竜の末裔と生贄の花嫁〜辺境の城の恋人たち〜

 山では秋の訪れが早い。朝夕少しずつ涼しさを増し、早咲きの秋の花がぽつぽつと咲き始めた。見上げる空も日々高く、澄んでくる。

 ある日、お茶を飲んでいる二人のもとに、家令のエクムントがやって来た。

「ギュンター子爵様から、お手紙です。今年はこちらへの訪問を見送られるとのことです」

 ギュンター子爵は、もともと年に二度、春と秋にこの館を訪れることになっていた。

「どうもですな、王都でひどく悪い病が流行っているそうで。必要な物やお言伝(ことづて)があれば、今日の使いに申し付けてほしいと」

 子爵はアメリアの件だけでなく、「竜の館」に関わる一切を任されている。花嫁に関わること以外にも、館の近くで手に入らないもの(主に本の入手)の依頼や、王宮から支給される金の運び役も兼ねていた。

 ヴィルフリートはすぐに頷いた。

「エクムントのほうで問題がなければ、私は構わない。そのような時に、無理に子爵に来てもらうこともないだろう」

 頷いたエクムントはアメリアにも尋ねた。

「奥様のほうはいかがですかな」

 初めのうちは胡散臭そうにアメリアを見ていたエクムントだったが、ヴィルフリートとの仲睦まじい様子に次第に態度が柔らかくなった。最近は笑顔で「奥様」と呼んでくれている。

「私ですか? 特に必要なものは……」

 そう言いかけて、ふと思いついたことがある。この辺りは雪が多く、冬の間はほとんど邸内で過ごすと聞いた。

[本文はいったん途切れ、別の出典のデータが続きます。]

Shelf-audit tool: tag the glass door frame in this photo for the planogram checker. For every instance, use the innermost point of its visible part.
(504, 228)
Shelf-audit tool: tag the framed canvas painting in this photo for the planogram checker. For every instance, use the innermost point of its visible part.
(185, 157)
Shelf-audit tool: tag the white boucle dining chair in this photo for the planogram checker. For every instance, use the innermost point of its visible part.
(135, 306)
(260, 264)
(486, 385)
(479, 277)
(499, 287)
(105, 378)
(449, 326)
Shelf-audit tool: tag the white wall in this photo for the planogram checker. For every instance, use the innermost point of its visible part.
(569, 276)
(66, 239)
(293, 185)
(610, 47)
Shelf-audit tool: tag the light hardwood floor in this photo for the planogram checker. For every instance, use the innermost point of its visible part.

「ヴィル様、こちらは冬の間、外へ出られないのですよね?」
「ああ。だから欲しいものがあれば、頼んでおいたほうがいい」
「でしたら……」

 アメリアが願ったのは、裁縫道具一式と布だった。当然エクムントやヴィルフリートに詳細が分かるはずもなく、レオノーラが呼ばれる。

「贅沢な生地ではなく、私が普段身につけられるものでいいですから。冬の間、時間があるのなら、と思って。お願いしてもいいかしら?」
「それはもちろん大丈夫ですが……」

 レオノーラは驚きを隠せなかった。貴族のなかには刺繍をたしなむ娘はいるが、仕立てが出来る令嬢なんて聞いたこともない。
 アメリアは恥ずかしそうに説明した。

「幼いころの、無謀な考えだったのです」

 義父の思い通りに嫁がされることを愁い、密かに自立を目指していた。いつかは義父や政略結婚の夫の手から逃れ、思うままに生きてみたいと、そう願っていた。
 まさか「竜の花嫁」になってヴィルフリートに巡り合うなんて、思いもしなかったから。

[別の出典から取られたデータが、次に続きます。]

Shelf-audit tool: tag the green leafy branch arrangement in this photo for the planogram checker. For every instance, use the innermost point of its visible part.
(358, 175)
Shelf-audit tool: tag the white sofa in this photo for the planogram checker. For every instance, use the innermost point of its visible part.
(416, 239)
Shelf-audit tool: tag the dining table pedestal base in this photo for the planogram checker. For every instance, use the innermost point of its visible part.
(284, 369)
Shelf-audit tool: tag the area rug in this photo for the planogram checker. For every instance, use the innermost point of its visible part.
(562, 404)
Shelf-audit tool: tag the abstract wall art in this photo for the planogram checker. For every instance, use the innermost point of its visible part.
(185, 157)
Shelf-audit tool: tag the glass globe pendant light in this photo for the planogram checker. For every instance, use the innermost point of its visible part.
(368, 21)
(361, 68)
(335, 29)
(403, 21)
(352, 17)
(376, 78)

「不思議……。初めて『竜の花嫁』としてこちらへ行くよう言われたとき、何も知らなかった私は絶望したんです。それが……」

 ヴィルフリートを見上げて微笑むアメリアに、その場の空気が暖かくなる。主夫婦が深く愛し合っていることは、今や館の誰の目にも明らかだった。

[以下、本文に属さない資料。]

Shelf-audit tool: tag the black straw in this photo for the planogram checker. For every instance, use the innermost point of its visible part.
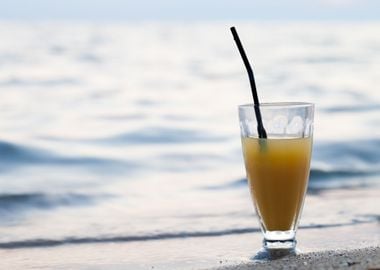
(260, 126)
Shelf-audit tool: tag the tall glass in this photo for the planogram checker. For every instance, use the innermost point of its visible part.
(278, 168)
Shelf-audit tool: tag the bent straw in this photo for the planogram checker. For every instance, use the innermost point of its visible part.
(260, 126)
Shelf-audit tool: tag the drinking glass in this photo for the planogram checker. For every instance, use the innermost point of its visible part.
(278, 169)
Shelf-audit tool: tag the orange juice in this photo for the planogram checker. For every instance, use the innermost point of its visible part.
(278, 173)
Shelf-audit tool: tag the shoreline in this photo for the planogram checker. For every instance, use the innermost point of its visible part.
(363, 258)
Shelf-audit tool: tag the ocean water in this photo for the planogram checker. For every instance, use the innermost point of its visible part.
(129, 131)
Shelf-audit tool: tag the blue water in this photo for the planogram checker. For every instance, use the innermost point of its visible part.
(129, 132)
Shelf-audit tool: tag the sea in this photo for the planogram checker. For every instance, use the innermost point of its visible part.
(128, 131)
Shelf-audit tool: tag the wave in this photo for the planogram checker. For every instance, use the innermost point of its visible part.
(162, 135)
(9, 202)
(45, 243)
(353, 108)
(41, 82)
(12, 154)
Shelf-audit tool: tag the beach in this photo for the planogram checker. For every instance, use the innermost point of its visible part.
(353, 245)
(120, 145)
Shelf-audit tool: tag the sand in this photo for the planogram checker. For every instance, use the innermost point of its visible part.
(365, 258)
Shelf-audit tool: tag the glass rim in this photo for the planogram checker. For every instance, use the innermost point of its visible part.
(278, 105)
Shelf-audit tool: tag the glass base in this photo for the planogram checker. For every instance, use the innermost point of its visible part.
(277, 245)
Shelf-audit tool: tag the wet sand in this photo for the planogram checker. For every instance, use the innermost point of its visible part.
(366, 258)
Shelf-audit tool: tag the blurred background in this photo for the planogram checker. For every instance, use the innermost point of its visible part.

「他に届けてもらうものがあるなら、一緒にお願いします。私だけのために来ていただく必要はありません」
「もちろん、大丈夫ですとも。毎回王宮から決まって届けられる品がありますし。それにしてもアメリア様……」

 しんみりしかかったレオノーラを、ヴィルフリートが止めた。

「……ならばアメリア、私の服を作ってもらえないか?」

 期待に目を輝かせているヴィルフリートに、アメリアは申し訳なさそうに言った。

「すみません、ヴィル様……。私、男性の服は仕立てられないのです」
「そうか……」

 可哀想なくらい萎れたヴィルフリートを、アメリアはどう慰めてよいか分からずおろおろしている。
 もうこの二人に心配することはない。レオノーラはそっとエクムントと顔を見合わせ、微笑んで頷いた。